Seeds are packages of genetic information with instructions for building the next generation. They are the foundation of human life, from the food that we eat to the fibres in our clothing, as well as most of the products that we use in our daily lives.
Seeds contain a plant embryo – a small immature plant with a stem, a root structure and at least one leaf. Most seeds have their own food supply contained in the endosperm, which acts as a source of carbohydrates, vitamins, fats, antioxidants, and proteins. The endosperm supports the growth of the plant embryo until photosynthesis kicks in, while the seed coat provides protection.
Germination usually begins with a drink, and once water seeps into the seed a whole raft of metabolic processes begin – the tiny plant embryo starts to grow and the embryonic root breaks through the seed coat.
Timing is everything. Germination is influenced by environmental conditions; affected by temperature, frost, fire and daylight length. The plant will die if it germinates in the wrong season.
Seeds cannot germinate until dormancy is broken, which requires optimal environmental cues such as the right temperature, humidity, soil pH, or a combination of cues.

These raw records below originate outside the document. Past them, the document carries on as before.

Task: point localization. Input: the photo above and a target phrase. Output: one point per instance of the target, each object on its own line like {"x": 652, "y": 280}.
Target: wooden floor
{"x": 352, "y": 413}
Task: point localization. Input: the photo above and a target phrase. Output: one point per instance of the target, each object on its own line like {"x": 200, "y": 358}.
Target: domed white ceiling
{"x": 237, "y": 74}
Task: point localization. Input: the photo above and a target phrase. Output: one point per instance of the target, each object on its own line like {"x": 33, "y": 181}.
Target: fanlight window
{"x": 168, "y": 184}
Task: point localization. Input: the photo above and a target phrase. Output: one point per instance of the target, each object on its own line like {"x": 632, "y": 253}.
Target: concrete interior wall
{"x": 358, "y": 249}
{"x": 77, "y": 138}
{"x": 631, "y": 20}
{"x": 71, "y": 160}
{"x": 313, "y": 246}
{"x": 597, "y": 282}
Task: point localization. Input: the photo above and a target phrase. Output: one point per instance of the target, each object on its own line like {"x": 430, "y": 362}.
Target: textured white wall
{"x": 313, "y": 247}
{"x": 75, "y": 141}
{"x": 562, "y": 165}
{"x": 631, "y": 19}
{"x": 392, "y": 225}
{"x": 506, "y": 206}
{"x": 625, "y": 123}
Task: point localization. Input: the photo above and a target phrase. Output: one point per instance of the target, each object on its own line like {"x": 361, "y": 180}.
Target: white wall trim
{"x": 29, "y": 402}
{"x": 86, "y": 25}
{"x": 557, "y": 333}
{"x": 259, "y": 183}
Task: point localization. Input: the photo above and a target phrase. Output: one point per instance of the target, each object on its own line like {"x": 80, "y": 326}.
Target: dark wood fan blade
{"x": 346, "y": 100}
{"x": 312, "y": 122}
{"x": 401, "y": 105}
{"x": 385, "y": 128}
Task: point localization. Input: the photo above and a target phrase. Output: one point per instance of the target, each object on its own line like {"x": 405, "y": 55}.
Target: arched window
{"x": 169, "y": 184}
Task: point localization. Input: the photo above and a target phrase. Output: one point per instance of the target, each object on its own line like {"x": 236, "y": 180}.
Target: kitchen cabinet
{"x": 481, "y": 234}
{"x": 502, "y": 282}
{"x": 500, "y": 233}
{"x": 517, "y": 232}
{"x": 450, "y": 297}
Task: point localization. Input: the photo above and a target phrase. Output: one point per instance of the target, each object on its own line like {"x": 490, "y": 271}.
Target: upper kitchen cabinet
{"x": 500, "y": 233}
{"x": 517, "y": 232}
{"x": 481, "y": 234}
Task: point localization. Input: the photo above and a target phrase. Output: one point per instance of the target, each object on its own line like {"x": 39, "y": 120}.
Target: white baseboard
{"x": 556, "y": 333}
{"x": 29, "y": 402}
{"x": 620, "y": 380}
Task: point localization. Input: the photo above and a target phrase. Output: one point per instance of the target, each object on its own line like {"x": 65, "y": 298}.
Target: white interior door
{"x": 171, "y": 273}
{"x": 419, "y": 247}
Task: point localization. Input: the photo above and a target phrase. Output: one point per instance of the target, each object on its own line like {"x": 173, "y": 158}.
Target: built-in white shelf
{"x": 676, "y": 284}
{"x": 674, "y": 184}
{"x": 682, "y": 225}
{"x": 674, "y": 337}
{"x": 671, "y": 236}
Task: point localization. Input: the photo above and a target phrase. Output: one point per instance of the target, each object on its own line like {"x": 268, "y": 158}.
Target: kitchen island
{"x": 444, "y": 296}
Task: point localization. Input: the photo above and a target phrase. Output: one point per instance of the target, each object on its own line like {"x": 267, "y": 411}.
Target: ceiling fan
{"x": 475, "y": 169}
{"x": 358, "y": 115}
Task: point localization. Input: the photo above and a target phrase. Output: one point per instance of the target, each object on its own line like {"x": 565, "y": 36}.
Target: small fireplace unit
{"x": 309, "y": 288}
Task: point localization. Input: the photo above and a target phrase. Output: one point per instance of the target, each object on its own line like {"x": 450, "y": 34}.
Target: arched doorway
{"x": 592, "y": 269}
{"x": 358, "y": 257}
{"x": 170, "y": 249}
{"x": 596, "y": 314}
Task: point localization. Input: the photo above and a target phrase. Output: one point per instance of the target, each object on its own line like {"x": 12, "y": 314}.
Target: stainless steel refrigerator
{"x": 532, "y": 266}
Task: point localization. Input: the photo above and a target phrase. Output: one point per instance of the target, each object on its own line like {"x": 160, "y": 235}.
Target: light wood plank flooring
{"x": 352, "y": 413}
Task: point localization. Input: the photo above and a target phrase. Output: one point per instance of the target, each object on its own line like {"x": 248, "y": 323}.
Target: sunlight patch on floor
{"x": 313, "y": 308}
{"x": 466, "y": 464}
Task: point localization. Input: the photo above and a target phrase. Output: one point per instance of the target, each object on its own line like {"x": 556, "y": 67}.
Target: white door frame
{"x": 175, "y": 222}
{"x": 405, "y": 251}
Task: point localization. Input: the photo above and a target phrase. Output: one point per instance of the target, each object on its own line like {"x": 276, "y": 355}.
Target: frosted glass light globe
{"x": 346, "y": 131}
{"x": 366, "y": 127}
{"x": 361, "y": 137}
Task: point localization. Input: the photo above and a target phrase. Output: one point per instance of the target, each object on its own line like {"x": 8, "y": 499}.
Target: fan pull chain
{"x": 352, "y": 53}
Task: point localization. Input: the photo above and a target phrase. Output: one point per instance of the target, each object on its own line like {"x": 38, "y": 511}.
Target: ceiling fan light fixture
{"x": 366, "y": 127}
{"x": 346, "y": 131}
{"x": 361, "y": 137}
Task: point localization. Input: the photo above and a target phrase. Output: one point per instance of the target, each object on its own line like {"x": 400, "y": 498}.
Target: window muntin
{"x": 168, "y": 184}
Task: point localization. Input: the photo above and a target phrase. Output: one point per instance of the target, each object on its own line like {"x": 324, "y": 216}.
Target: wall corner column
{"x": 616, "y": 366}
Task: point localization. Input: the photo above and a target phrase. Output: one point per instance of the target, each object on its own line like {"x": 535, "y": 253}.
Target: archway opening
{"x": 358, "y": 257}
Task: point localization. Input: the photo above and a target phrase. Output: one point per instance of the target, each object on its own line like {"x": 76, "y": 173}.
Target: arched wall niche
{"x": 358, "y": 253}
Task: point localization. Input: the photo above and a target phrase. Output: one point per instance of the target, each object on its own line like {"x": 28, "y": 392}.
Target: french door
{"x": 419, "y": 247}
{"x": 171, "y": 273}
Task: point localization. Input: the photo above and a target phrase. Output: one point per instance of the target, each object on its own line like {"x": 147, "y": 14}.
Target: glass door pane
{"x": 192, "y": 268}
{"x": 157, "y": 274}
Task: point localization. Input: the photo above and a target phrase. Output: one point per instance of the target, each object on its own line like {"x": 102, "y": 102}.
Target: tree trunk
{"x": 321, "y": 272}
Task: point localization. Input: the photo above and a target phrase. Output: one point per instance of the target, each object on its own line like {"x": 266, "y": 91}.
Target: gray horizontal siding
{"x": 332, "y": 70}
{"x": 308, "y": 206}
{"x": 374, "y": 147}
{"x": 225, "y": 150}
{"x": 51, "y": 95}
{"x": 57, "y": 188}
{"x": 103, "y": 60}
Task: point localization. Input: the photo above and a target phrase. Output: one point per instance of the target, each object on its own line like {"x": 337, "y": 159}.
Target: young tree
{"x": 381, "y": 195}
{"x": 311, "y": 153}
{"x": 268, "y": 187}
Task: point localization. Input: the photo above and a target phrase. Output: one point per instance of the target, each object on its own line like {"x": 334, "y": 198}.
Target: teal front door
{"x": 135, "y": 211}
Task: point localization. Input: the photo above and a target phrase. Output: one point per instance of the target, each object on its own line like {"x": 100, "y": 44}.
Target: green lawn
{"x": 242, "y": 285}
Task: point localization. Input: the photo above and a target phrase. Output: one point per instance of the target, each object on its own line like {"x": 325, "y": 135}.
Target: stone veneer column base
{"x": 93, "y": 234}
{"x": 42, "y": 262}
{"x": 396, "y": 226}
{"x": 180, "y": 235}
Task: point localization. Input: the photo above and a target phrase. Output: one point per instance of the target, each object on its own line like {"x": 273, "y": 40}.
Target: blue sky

Some seeds are so specific that they require travelling through a bird’s digestive tract or must experience fire.
The health of the parent plant and environmental and soil conditions, as well as the use of herbicides during seed development, has a big impact on the longevity of the seed. Seeds are rich in antioxidants, which they make to repair damage caused by free radicals. The antioxidants also protect against deterioration and can break dormancy or trigger germination.
Climate change will also alter seed longevity. Drought and elevated temperatures can result in seed abortion as well as altering the quality of those seeds that do stay on the parent plant. Many countries working on seed gene banks are selecting for survival under hazardous weather conditions, as well as the ravages of war.
The chemicals we use on our gardens can also have an impact on germination. For example, glyphosate wasn’t originally intended to be used as a herbicide. It was patented as a metal chelator, something that reacts with, and binds up, mineral elements. The idea was to use it for cleaning out metallic build up inside corroding pipes. Used as a herbicide, it binds up mineral elements such as copper, iron, magnesium and zinc, which of course then makes theose elements unavailable to plants and soil microbiota. Depriving plants of mineral elements central to their health has a huge impact, not only on the plant’s nutrition, but the viability of the seeds as well.